Background

Foreign body ingestion is a common diagnosis in clinical practice. Patients with foreign body ingestion usually present with odynophagia, dysphagia, the feeling of being stuck, chest or abdominal pain, vomiting and other symptoms [1]. The upper esophagus is the most common site of foreign body, accounting for more than 75% of all cases, but cases with a foreign body in the duodenal papilla or in the common bile duct are very rare [1, 2]. Here, for the first time we reported a 3 cm long fishbone inserted into the duodenal papilla, which resulted in the abdominal pain resembling gastric ulcer.

Case presentation

A 52-year-old woman visited our hospital because of intermittent abdominal pain for half a month. She had no symptoms of melena, hematemesis or fever. The pain was localized to upper abdomen and regularly aggravated after taking meals. This patient had a gastric ulcer with bleeding cured 20 years ago. Besides that, she has no other significant medical history. Physical examination showed that there was a mild tenderness but not rebound tenderness in the upper abdomen. Owing to the history of gastric ulcer, a gastroscopy was performed, which indicated something protruding from the duodenal papilla with a patchy erosion below (Fig. 1a and b). Since the object was covered by mucus and bile, it was difficult to distinguish what it was. Based on this situation, we came up with the method that using a foreign body forceps to gently clamp the object. Thereafter, it was clamped and slowly pulled out from the duodenal papilla. To our surprise, it was a fishbone about 3 cm long (Fig. 2). After removing the foreign body, a small amount of blood was observed on the duodenal papilla (Fig. 1c), but there was no persistent bleeding after washing it with normal saline. After the operation, patient’s abdominal pain was relieved. She told us that she did eat fish half a month ago, but had no sense of being stuck. Subsequently, we suggested to carry out a CT scan of the abdomen because the fishbone had inserted into the duodenal papilla deeply for a long time, but the patient refused. One week later after the operation, the patient did not feel any discomfort and the abdominal pain was disappeared.

Fig. 1
figure 1

Endoscopic images before and after the removal of the foreign body: a Gastroscopy revealed something protruding from the duodenal papilla; b Patchy erosion below the duodenal papilla; c The duodenal papilla after extraction of the foreign body

Fig. 2
figure 2

The fishbone successfully removed was about 3 cm long

Discussion and conclusion

Fishbone is the most common foreign body among the population in Asia, the Mediterranean, and other coastal countries due to dietary habits [3]. Generally, it is recommended to remove fishbone before they pass through the pylorus, otherwise 15–35% of them may perforate the intestine [4]. The frequent lodging sites of fishbones in the upper digestive tract are palatine tonsil, base of the tongue, valleculae, the piriform sinus and the first narrow area of esophagus [5]. It has been reported in a case that a toothpick was inserted into the common bile duct [6], but fishbone inserted into the duodenal papilla was never reported. Since the fishbone in our case was long and thin and very similar to a toothpick, we speculated that the fishbone might also be inserted into the common bile duct.

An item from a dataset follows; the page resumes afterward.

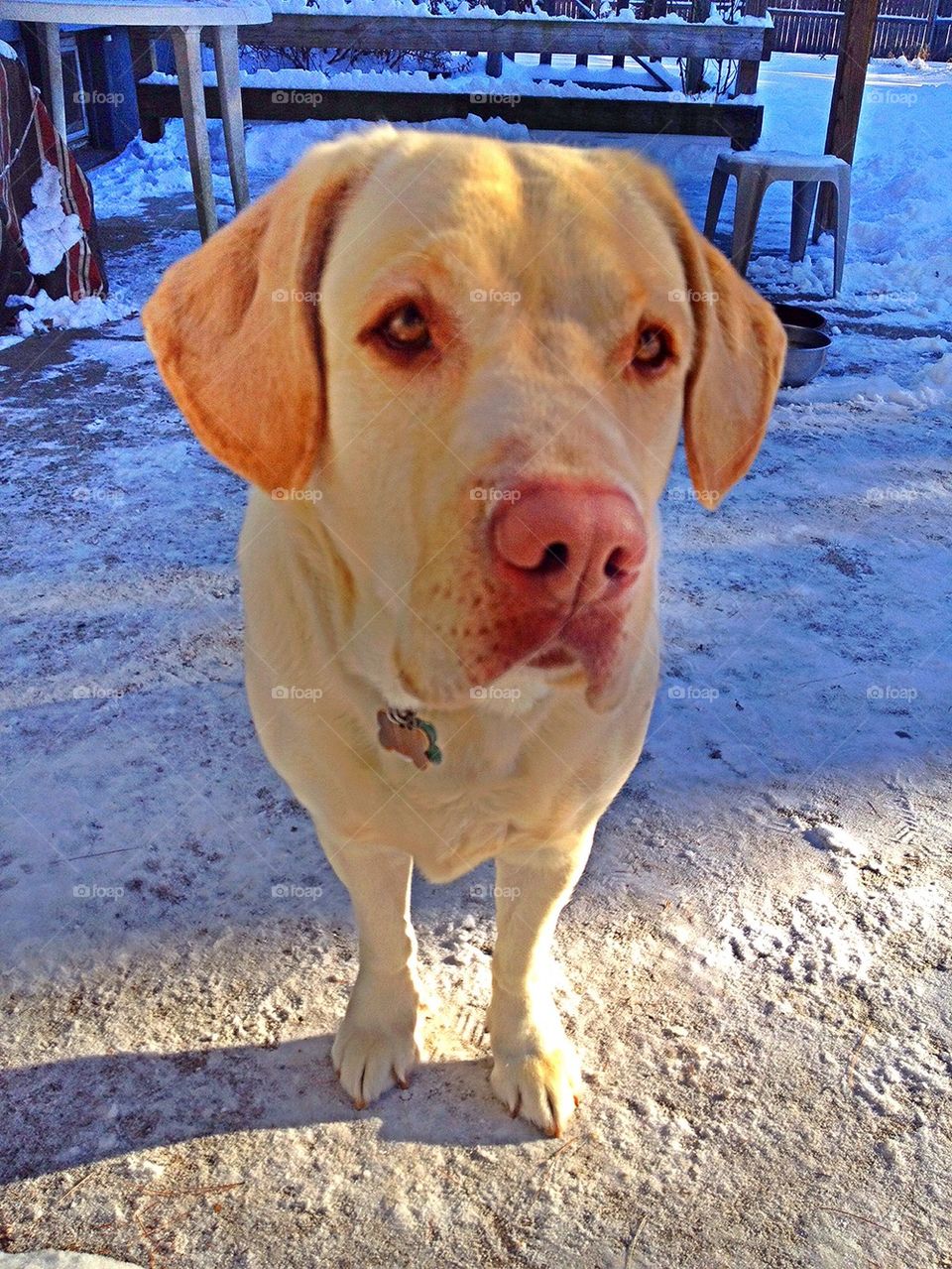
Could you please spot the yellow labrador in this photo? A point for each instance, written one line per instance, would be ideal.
(454, 372)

Patients with duodenal papillary foreign body may go through the acute stage and the chronic stage. At the acute stage, if there is a clear history of foreign body ingestion, the diagnosis is quick but the treatments may be different. Ouzhu M reported a dental prosthesis impacted in the duodenal papilla, which was then removed through endoscopy [7]. Dias R also reported a metal pin removed by a surgical exploration of the duodenum [8]. If the patients do not report a history of foreign body ingestion, both diagnosis and treatment will be difficult. Some foreign bodies may cause acute pancreatitis [9], while others may lead to ascending cholangitis [10]. In addition, at the acute stage, some foreign bodies might be misdiagnosed as choledocholithiasis [6]. At the chronic stage, some foreign bodies might form biliary stones, which may cause the cholangitis [11] or cholecystitis [12]. Moreover, the foreign body may also cause chronic pancreatitis [13].

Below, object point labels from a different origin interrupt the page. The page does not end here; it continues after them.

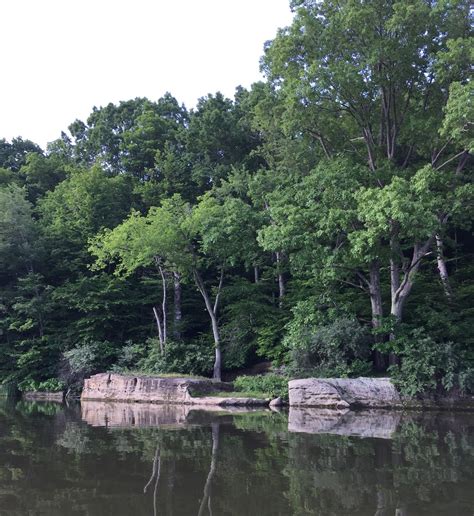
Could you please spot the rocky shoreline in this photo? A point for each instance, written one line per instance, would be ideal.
(324, 393)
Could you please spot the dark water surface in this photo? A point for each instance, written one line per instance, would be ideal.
(133, 460)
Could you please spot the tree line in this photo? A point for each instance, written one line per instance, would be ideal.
(320, 219)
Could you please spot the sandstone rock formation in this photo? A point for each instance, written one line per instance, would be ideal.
(344, 393)
(117, 387)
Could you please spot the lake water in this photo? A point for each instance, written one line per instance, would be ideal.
(132, 460)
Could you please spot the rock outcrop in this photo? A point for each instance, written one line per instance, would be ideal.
(43, 396)
(380, 424)
(344, 393)
(356, 393)
(187, 391)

Although the fishbone was successfully and safely removed using a foreign body forceps, we still believed that endoscopic ultrasonography might be a good choice before the operation. Because the patchy erosion under the foreign body suggested that the fishbone might penetrate deeply. Lack of experience, we didn’t realize it was needed until we saw the length of the fish bone. This was also what we learned from this case. In addition, liver enzymes tests were also recommended because the patient had a biliary foreign body. It was worth noting that gastroscopy should be the first examination for patients with foreign bodies. If the endoscopist failed to carefully observe the duodenal papilla, the patient’s diagnosis would be tortuous.

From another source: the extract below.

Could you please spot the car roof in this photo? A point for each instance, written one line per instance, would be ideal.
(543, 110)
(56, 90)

In our case, the patient’s pain was localized to upper abdomen and was regularly aggravated after taking meals, which was similarly to the pain caused by a gastric ulcer. We suspected that it may be related to the increased duodenal peristalsis after meals. And the patchy erosion below the duodenal papilla was very likely caused by the swaying fishbone. Therefore, the patients with regular abdominal pain, not only the stomach but also the duodenal papilla are needed to be carefully examined.